Yes, we had our 20 week ultrasound today and we discovered that our little tadpole is a boy, despite his best efforts to hide from us. He sat Indian-style most of the appointment and refused to move, making it impossible for the sonogram tech to find his bladder, feet, or sex organs. But he finally gave in and stretched out enough for her to get what she needed. Mark couldn't stop grinning. Of course, we couldn't finish the ultrasound without my mom coming in to see (I had no idea she was coming). In any case, we are both very excited.
It was a day of mixed emotions, however. My grandfather has been in the hospital since last Tuesday because he aspirated. He's been on and off the ventilator, but over the weekend they had him on oxygen only. Today, however, they had to put him on a bi-pap (I know I'm spelling that wrong, all you medical professionals, but I'm too lazy to look up the correct spelling) machine. For those not in the medical field or don't have the good fortune to already know what that is, essentially it is a machine that forces the patient to breathe. Essentially, it is life support. In other words, he's not doing well. I went to see him at the hospital after my appointment to tell him that he was having another grandson, and despite my best efforts, ended up crying in front of him. His only words to me (and I pray they are not his last) were "God bless you and your son". I can't even type that without tearing up. He has meant so much to me over the years, and it is incredibly hard to see him in such a condition. While it doesn't look good, I know God can do amazing things, so I'm not giving up just yet. Ah. Yeah. Moving on.
Something worthy of note. I came home today to find Mark working in the bedroom, which was a good thing. What I didn't expect was to find out that the exterior wall was just sort of tacked on, which means that the room was at one time not enclosed. I guess it makes sense, seeing as there is not a fireplace in that room and the floors are different. Basically, the people who built the house were poor and doing with what they could. I guess that makes it perfect for us. We have our work cut out for us.
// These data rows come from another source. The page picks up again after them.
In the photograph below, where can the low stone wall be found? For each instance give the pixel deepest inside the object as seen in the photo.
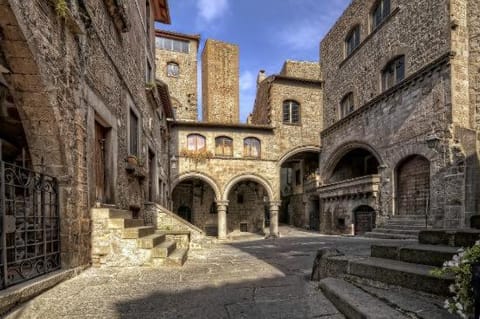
(165, 220)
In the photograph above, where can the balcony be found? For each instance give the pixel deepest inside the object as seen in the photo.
(365, 185)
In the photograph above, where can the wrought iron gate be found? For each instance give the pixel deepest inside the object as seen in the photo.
(30, 224)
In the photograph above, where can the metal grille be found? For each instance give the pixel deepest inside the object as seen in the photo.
(30, 224)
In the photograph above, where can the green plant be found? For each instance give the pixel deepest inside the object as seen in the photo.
(197, 156)
(61, 8)
(462, 301)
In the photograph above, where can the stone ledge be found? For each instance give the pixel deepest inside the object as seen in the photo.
(15, 295)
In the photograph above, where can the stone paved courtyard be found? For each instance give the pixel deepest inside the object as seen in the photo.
(246, 279)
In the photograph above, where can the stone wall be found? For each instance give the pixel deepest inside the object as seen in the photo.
(67, 73)
(302, 69)
(183, 89)
(418, 29)
(220, 82)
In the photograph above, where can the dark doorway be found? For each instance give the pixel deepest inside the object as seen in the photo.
(314, 215)
(364, 219)
(185, 212)
(413, 186)
(99, 162)
(151, 175)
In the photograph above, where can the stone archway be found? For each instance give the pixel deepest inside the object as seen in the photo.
(413, 186)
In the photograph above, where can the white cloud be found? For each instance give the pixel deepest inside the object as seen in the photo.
(247, 81)
(210, 10)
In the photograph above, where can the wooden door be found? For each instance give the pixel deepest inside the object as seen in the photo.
(99, 162)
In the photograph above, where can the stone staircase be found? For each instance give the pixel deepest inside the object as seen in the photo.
(395, 281)
(399, 227)
(119, 240)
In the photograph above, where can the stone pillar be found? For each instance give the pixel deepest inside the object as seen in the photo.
(222, 218)
(274, 207)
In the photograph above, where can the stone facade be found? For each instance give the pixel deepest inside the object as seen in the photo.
(182, 87)
(220, 82)
(427, 114)
(77, 72)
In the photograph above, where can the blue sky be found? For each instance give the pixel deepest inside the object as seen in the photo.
(267, 31)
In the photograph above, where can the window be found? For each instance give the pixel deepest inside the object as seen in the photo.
(173, 69)
(347, 105)
(133, 133)
(393, 73)
(196, 142)
(251, 147)
(172, 45)
(380, 11)
(353, 40)
(291, 112)
(223, 146)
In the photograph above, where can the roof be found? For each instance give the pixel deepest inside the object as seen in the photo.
(161, 11)
(177, 35)
(224, 125)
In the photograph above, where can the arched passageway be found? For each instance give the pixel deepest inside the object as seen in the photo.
(194, 200)
(298, 175)
(413, 186)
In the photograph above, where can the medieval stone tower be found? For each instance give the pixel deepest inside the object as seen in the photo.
(176, 60)
(220, 82)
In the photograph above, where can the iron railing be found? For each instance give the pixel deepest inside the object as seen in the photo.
(30, 224)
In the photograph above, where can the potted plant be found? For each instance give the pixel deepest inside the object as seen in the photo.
(465, 267)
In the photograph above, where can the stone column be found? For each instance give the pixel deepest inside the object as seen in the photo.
(274, 207)
(222, 218)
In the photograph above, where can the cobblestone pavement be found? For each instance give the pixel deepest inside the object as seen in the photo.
(248, 279)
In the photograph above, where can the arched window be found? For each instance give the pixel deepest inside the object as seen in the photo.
(196, 142)
(291, 112)
(352, 41)
(347, 105)
(223, 146)
(380, 11)
(173, 69)
(251, 147)
(393, 73)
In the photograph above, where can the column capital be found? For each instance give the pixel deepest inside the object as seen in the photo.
(222, 202)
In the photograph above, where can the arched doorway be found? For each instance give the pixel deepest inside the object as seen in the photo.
(413, 186)
(297, 177)
(356, 163)
(364, 217)
(248, 198)
(193, 199)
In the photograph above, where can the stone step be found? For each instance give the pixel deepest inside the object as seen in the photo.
(389, 236)
(399, 273)
(177, 258)
(430, 255)
(396, 231)
(164, 249)
(137, 232)
(399, 226)
(354, 303)
(150, 241)
(120, 223)
(106, 213)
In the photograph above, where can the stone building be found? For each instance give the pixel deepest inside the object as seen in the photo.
(78, 97)
(400, 115)
(228, 175)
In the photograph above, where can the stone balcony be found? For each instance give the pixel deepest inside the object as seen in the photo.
(360, 186)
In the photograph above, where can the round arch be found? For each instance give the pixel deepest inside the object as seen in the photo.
(341, 151)
(255, 178)
(298, 150)
(196, 175)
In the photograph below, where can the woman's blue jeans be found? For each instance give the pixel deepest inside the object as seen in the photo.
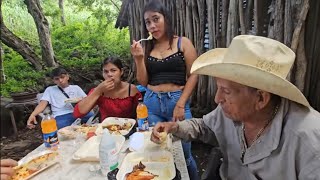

And by us, I mean Mark.
Monday, March 14, 2011
Sunday, March 6, 2011
Heart to Heart
So about three weeks ago, my heart palpitations got really bad. For those of you who didn't know, I've had a periodic ventricular fibrillation since I was about 19. I was on beta blockers for it until I got pregnant, but then, like everything else, I had to stop. So, my OBGYN referred me to a cardiologist. The news is mostly good. The echo/sono showed no physical defect of my heart, which is wonderful news. But the fact remains that I still have an extra beat every now and then. A halter monitor revealed this - which is what I've been trying to get a doctor to believe for almost a decade (apparently people my age don't EVER have heart problems...) So since I can't take my meds still, we're trying a few other methods of control. First off is diet, which I was already practicing for the most part. Low sodium, no extra salt, bladahbladah. It's harder than you think. Just take a look at the sodium content of the things you buy that the grocery store, and then consider that I am only allowed 1600 mgs a day (which is not an unreasonable request for a healthy person.) I'm also walking again, five days a week at least. I had been doing that before I got pregnant, but the lack of energy sort of squashed that. I'm also on a potassium and magnesium supplement, which sparked a rather annoying argument with a pharmacy tech who thought I should know that MagOx was OTC and not prescription with no prior knowledge of the blasted thing whatsoever, and then refused to help me find it. And inevitably I found out the hard way that you aren't supposed to take that stuff on an empty stomach. Running through the church foyer to ensure that you don't lose what little breakfast you did eat all over the sanctuary is not a good way to start the morning. Then again, neither is blogging while you're supposed to be recording service.